This repository is meant to be a template for building your own custom Universal Blue image. This template is the recommended way to make customizations to any image published by the Universal Blue Project:

This template includes a Containerfile and a Github workflow for building the container image. As soon as the workflow is enabled in your repository, it will build the container image and push it to the Github Container Registry.

Prerequisites

Working knowledge in the following topics:

How to Use

Template

Select Use this Template and create a new repository from it. To enable the workflows, you may need to go the Actions tab of the new repository and click to enable workflows.

Containerfile

This file defines the operations used to customize the selected image. It contains examples of possible modifications, including how to:

  • change the upstream from which the custom image is derived
  • add additional RPM packages
  • add binaries as a layer from other images

Workflows

build.yml

This workflow creates your custom OCI image and publishes it to the Github Container Registry (GHCR).
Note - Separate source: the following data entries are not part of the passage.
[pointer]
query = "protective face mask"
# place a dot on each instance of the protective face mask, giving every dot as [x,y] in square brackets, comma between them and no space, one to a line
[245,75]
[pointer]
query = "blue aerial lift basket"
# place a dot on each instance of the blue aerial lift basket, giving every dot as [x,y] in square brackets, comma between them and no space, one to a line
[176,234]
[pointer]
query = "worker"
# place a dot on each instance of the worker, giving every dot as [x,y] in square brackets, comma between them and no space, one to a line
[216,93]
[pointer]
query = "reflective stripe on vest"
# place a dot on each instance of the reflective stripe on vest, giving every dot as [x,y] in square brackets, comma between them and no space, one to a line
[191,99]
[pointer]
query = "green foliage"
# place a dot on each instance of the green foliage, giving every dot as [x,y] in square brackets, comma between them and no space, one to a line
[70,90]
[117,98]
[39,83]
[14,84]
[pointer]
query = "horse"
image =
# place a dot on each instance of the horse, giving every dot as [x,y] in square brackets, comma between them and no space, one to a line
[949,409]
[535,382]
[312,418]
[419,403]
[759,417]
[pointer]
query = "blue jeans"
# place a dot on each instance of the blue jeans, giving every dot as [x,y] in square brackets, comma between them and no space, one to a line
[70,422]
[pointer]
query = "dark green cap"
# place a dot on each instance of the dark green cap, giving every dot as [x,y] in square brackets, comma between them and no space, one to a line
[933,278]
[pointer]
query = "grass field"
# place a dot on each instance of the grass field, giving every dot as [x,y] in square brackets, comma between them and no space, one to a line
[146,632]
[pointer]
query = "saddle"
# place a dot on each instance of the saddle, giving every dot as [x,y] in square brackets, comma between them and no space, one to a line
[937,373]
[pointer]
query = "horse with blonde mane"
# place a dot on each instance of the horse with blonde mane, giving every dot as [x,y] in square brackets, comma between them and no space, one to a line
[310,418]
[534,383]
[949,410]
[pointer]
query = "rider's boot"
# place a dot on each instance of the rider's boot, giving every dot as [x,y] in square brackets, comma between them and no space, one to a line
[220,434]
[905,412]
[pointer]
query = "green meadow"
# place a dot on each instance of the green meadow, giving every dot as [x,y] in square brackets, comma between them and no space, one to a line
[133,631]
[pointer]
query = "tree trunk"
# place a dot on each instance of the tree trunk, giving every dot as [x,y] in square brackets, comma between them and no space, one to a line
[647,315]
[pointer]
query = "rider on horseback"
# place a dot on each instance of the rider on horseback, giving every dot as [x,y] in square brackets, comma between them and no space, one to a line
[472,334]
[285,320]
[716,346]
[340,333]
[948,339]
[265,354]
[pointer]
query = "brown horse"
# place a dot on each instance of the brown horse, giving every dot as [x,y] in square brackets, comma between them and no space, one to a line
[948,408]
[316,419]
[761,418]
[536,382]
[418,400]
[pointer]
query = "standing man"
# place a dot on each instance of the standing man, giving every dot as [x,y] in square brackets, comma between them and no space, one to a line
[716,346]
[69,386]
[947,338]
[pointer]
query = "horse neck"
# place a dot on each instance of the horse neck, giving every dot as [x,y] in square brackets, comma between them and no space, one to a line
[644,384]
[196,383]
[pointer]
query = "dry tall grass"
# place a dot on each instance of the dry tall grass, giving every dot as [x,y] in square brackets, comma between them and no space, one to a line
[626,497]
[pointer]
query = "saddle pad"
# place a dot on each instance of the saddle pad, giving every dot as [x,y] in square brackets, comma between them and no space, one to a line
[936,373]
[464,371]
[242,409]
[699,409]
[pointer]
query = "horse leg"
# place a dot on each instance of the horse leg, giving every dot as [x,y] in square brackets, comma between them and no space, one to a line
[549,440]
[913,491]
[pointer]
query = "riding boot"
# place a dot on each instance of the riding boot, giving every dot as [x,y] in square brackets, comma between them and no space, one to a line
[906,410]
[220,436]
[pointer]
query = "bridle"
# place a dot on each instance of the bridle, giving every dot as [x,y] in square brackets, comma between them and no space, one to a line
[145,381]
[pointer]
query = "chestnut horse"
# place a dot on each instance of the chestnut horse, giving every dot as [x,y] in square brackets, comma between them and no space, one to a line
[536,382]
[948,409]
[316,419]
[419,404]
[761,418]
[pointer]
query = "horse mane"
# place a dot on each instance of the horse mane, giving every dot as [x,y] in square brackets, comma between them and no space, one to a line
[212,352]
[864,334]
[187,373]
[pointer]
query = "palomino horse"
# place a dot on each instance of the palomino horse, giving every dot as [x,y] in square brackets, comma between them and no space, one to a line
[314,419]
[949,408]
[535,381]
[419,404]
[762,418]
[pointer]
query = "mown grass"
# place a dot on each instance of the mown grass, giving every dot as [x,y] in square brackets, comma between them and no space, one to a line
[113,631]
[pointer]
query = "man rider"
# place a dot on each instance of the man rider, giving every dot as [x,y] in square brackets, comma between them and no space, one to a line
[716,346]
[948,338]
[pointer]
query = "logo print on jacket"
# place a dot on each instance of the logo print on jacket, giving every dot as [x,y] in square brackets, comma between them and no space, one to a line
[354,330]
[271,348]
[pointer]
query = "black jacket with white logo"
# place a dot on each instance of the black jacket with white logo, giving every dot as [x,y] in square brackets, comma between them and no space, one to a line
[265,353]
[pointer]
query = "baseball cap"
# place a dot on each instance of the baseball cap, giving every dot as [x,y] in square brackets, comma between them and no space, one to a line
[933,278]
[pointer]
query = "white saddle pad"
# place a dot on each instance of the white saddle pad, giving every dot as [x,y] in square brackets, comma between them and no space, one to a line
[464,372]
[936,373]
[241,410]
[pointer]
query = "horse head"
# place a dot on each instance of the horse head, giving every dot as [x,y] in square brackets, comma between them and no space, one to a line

By default, the image name will match the Github repository name.

Container Signing

Container signing is important for end-user security and is enabled on all Universal Blue images. It is recommended you set this up, and by default the image builds will fail if you don't.

This provides users a method of verifying the image.

  1. Install the cosign CLI tool

  2. Run inside your repo folder:

    cosign generate-key-pair
    • Do NOT put in a password when it asks you to, just press enter. The signing key will be used in GitHub Actions and will not work if it is encrypted.

Warning

Be careful to never accidentally commit cosign.key into your git repo.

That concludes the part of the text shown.